When I was a girl, my parents took us shopping in a quaint town that had a sightseeing, vintage train ride. The train went nowhere of any importance. It traveled for about 20 minutes, turned around and came back. Oh, how I wanted to take that train ride! My parents said, “No. It’s a waste of time and money.” It is very likely that they didn’t have the extra money to spend. So what did I do? I grew up and took my boys on that train.
When I was in middle school, I wanted to learn French. My parents said that Spanish would be more useful. Yes – you guessed it. I took Spanish, but my boys were allowed to take French. My boys still say it is their primary example of me trying to be a different parent than my parents (who, by the way, were terrific parents other than that train and French thing).
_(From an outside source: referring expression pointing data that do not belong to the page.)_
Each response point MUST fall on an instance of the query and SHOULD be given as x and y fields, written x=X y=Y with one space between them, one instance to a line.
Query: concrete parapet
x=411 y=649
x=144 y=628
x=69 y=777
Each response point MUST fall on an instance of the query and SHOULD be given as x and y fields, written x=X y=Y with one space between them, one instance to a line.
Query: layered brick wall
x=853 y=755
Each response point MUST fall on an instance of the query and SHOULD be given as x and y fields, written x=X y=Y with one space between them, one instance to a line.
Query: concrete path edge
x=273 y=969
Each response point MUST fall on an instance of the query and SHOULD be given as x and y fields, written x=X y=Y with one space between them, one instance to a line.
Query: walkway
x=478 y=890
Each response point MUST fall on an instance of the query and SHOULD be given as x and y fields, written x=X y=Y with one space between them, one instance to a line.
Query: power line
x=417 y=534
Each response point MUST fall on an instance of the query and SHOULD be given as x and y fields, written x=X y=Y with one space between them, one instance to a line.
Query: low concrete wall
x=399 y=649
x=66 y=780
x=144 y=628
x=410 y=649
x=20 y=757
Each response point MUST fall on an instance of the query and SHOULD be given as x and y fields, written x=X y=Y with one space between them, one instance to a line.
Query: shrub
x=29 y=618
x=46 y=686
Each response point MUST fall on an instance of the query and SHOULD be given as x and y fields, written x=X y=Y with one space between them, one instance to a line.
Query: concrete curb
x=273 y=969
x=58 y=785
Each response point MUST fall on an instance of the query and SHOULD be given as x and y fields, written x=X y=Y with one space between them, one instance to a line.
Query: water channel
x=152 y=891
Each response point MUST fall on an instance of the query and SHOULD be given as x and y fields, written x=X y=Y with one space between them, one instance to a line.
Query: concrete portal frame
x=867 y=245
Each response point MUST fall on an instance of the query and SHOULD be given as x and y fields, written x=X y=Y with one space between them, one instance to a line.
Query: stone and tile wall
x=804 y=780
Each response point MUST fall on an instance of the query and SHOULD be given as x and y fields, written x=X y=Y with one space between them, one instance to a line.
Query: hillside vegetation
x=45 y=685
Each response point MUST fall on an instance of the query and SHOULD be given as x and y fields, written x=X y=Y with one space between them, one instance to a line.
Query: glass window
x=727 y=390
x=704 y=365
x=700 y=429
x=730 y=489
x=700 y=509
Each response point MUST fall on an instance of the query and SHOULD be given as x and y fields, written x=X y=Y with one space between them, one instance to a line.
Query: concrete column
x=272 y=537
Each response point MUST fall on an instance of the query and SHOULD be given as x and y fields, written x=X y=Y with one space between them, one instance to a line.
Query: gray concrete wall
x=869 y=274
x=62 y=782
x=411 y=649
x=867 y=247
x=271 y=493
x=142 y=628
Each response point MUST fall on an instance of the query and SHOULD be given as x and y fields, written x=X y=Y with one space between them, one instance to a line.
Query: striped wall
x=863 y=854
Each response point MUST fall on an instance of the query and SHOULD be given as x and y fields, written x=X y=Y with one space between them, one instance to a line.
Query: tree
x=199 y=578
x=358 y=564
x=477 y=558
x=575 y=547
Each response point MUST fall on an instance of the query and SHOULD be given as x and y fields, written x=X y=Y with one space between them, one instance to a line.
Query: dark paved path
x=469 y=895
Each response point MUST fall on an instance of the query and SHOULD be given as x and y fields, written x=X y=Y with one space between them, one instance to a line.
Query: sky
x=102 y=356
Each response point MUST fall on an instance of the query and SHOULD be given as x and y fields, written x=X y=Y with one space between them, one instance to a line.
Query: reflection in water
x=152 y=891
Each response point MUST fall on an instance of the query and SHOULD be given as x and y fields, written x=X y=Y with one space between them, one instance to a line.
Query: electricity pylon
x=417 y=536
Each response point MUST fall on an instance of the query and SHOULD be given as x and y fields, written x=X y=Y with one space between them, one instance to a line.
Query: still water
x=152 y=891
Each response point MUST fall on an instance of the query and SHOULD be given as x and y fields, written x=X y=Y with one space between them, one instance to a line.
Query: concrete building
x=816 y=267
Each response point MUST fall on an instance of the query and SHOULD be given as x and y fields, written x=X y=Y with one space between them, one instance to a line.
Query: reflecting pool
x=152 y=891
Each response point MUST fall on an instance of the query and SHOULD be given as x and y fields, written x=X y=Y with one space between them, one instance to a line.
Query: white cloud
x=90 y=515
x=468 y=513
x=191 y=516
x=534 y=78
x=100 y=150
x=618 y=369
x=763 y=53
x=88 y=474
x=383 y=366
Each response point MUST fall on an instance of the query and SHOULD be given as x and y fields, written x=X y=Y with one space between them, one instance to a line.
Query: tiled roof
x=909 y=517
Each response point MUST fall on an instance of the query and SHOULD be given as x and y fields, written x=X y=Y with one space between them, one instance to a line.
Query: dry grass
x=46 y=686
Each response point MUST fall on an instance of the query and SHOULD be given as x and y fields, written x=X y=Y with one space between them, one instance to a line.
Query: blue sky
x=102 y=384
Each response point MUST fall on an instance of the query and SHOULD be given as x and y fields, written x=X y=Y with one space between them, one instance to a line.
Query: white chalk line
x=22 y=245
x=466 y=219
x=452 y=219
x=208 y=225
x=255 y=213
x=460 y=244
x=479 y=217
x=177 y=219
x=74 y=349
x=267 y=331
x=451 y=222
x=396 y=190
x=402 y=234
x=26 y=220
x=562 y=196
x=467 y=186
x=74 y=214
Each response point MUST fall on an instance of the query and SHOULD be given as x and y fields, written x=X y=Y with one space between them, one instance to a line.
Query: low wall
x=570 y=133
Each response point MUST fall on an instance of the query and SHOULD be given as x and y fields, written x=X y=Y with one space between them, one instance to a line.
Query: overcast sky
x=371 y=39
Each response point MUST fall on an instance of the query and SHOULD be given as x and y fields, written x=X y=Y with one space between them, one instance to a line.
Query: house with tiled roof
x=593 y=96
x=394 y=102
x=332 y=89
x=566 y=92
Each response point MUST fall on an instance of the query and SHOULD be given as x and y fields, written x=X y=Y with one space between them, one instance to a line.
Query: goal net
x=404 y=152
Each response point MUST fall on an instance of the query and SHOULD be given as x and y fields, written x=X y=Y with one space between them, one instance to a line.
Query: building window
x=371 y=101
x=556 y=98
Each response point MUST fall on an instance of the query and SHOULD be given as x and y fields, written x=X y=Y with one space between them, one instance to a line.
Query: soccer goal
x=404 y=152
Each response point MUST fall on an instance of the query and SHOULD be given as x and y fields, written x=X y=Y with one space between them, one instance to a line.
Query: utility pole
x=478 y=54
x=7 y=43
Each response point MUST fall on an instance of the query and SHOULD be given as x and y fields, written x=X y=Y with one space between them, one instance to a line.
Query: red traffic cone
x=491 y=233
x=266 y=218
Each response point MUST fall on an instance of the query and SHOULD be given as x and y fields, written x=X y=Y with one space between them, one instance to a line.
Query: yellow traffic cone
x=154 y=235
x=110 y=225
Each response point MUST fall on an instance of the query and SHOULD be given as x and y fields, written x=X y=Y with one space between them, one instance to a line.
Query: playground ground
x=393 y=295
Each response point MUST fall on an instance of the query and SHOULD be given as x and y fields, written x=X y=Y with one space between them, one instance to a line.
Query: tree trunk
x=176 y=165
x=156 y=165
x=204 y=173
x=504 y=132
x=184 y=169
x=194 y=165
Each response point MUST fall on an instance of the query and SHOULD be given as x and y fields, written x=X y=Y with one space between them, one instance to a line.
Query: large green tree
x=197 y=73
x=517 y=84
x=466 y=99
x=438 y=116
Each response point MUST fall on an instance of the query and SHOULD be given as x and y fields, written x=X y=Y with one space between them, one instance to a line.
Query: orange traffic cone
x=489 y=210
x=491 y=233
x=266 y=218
Most parents can recite a list of things they did the same as their parents and things they intentionally did differently. That is evolution and, if done wisely, helps us to improve our parenting as one generation takes over from the last. When not done wisely, however, it can be a dangerous path.
Your children are not you, and they cannot make up for the stings of your childhood. Parents sometimes confide in me that they struggled in school and are determined that their children do not. Others worry that their children will suffer the social stigma of being unpopular as they did in their past. At what point do we cross the line and set a stage for our children that is impossible to achieve because it actually has nothing to do with who they are?
Your children are not you, and they do not have the same baggage as you do. Be careful not to visit your scars on them. They will end up with their own scars. There is no need to pile yours on top of theirs.
Your children are not you, and they do not need to be smothered in an attempt to protect them from all hurt. They need to cope with who they are in this world and not become fearful of those things that scare you. They need the space to be hurt and learn that they can survive it. They need to develop coping skills so that someday, when you are not here to be their shield and think for them, they will be able to carry on.
Your children are not you, and they were not born to rectify mistakes of the past. They are the future. If you really want them to lead better lives, take a good look at them. Know who they are and not who you don’t want them to be.
Albert Cullum, an educational innovator of the 1960’s, taught that every child has a “touch of greatness.” Find it. Help your children to nurture it. That “touch of greatness” holds the secret to their happiness and success. Your past does not.